A tower that builds itself on the Moon’s surface to capture sunlight for future lunar settlements is the achievement of an interdisciplinary team including Churchill Fellow Marina Konstantatou.
Building infrastructure on the Moon presents a significant challenge: large structures require heavy construction equipment, yet launching that equipment from Earth is prohibitively expensive. Human construction crews would face radiation exposure and extreme temperature swings of 300°C between lunar day and night.
The NASA-funded consortium developed a solution which sidesteps both obstacles: a tower that constructs itself using robotic 3D printing technology on location.
As the research lead of Foster + Partners’ Specialist Modelling Group, and in collaboration with Branch Technology, Konstantatou and the team developed a helical tower incorporating integrated spiral rails—essentially a giant corkscrew that serves as both structure and construction mechanism. Climbing robots ascend and descend these rails during construction, maintenance, and solar panel deployment. No cranes. No astronauts in spacesuits. No heavy equipment shipped from Earth.
The tower is designed to support a 100-kilowatt solar array – sufficient to power a small lunar base.
Konstantatou led the computational geometry work resulting in a fully parametric system – a digital model that adapts to changing requirements.

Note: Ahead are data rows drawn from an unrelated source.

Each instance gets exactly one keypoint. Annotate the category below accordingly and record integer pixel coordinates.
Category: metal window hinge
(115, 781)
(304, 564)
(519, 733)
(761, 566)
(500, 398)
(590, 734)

Using custom algorithms developed in Grasshopper software, engineers can modify everything from tower density and wall thickness to spiral track dimensions, optimising for structural strength and material efficiency.

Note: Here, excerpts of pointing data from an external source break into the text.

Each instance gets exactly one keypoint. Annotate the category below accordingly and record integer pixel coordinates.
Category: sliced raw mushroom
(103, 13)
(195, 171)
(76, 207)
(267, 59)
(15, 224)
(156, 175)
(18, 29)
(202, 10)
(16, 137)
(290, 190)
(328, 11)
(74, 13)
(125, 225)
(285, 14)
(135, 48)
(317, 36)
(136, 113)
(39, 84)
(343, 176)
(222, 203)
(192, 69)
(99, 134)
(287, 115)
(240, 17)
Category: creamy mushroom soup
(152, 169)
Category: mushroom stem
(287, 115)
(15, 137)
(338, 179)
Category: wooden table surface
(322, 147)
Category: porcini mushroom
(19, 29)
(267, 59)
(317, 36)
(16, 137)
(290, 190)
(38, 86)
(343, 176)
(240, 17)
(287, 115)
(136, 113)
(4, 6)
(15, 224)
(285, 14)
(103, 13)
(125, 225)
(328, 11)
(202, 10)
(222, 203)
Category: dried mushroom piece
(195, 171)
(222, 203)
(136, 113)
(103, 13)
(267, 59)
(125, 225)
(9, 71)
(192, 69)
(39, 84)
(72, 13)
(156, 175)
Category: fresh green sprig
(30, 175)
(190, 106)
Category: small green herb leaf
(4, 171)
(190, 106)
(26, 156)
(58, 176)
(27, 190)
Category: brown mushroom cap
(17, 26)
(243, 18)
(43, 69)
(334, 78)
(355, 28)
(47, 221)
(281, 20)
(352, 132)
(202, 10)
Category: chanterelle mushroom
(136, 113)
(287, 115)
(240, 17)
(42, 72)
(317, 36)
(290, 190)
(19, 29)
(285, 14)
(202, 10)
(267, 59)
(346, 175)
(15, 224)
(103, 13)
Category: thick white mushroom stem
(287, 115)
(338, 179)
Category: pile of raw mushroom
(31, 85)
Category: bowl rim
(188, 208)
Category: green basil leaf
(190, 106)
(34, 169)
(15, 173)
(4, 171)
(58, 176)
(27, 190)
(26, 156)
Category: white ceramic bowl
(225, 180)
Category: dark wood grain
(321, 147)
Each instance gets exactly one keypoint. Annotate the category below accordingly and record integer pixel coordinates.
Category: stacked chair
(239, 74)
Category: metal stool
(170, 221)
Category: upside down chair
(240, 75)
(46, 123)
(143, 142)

The tower employs Cellular Fabrication, a technique that creates truss-like lattice structures instead of solid walls. This approach uses significantly less material than conventional 3D printing while maintaining structural integrity – critical efficiency when launch costs make every kilogram count.
The conceptual structural design of the permeable lattice provides multiple advantages: clear load paths that resist forces, reduced thermal stress from the structure’s open form, and geometric versatility to withstand the lunar environment.

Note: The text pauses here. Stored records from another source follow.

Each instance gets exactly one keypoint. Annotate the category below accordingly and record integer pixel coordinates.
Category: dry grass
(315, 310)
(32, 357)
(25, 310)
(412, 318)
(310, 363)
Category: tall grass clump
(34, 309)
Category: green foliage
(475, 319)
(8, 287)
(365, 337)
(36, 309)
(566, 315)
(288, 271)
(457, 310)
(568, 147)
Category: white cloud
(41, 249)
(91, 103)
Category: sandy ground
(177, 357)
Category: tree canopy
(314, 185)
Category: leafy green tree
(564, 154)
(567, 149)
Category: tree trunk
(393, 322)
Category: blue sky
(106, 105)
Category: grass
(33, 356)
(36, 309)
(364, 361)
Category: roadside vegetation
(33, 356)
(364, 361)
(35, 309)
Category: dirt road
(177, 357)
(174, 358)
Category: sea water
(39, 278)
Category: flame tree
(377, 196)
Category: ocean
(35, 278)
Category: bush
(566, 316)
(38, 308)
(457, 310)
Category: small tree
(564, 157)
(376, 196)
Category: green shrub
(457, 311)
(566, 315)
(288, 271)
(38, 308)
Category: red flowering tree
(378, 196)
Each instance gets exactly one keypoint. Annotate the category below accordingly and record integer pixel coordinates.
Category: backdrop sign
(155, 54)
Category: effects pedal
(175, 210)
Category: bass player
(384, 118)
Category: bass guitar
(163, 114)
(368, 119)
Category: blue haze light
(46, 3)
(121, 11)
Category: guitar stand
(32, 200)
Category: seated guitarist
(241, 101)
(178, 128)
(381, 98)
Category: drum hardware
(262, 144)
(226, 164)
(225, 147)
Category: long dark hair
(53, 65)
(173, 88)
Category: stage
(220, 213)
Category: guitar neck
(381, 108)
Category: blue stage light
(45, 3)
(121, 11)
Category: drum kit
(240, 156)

The consortium has built a 1:50 scale functional prototype featuring a working robotic climber and rotating solar array. They’ve also constructed a full-scale 5-meter tower section using Branch Technology’s 3D printing process, demonstrating the design’s viability at deployment size.
This research represents a new approach to lunar construction. Instead of launching large prefabricated structures from Earth, future missions could deploy compact 3D printing systems that manufacture infrastructure from lunar regolith upon arrival.
The next development phase will refine material compositions, optimise the structural system against lunar hazards (e.g., moonquakes), and develop autonomous robotic systems, bringing self-constructing lunar infrastructure closer to practical reality.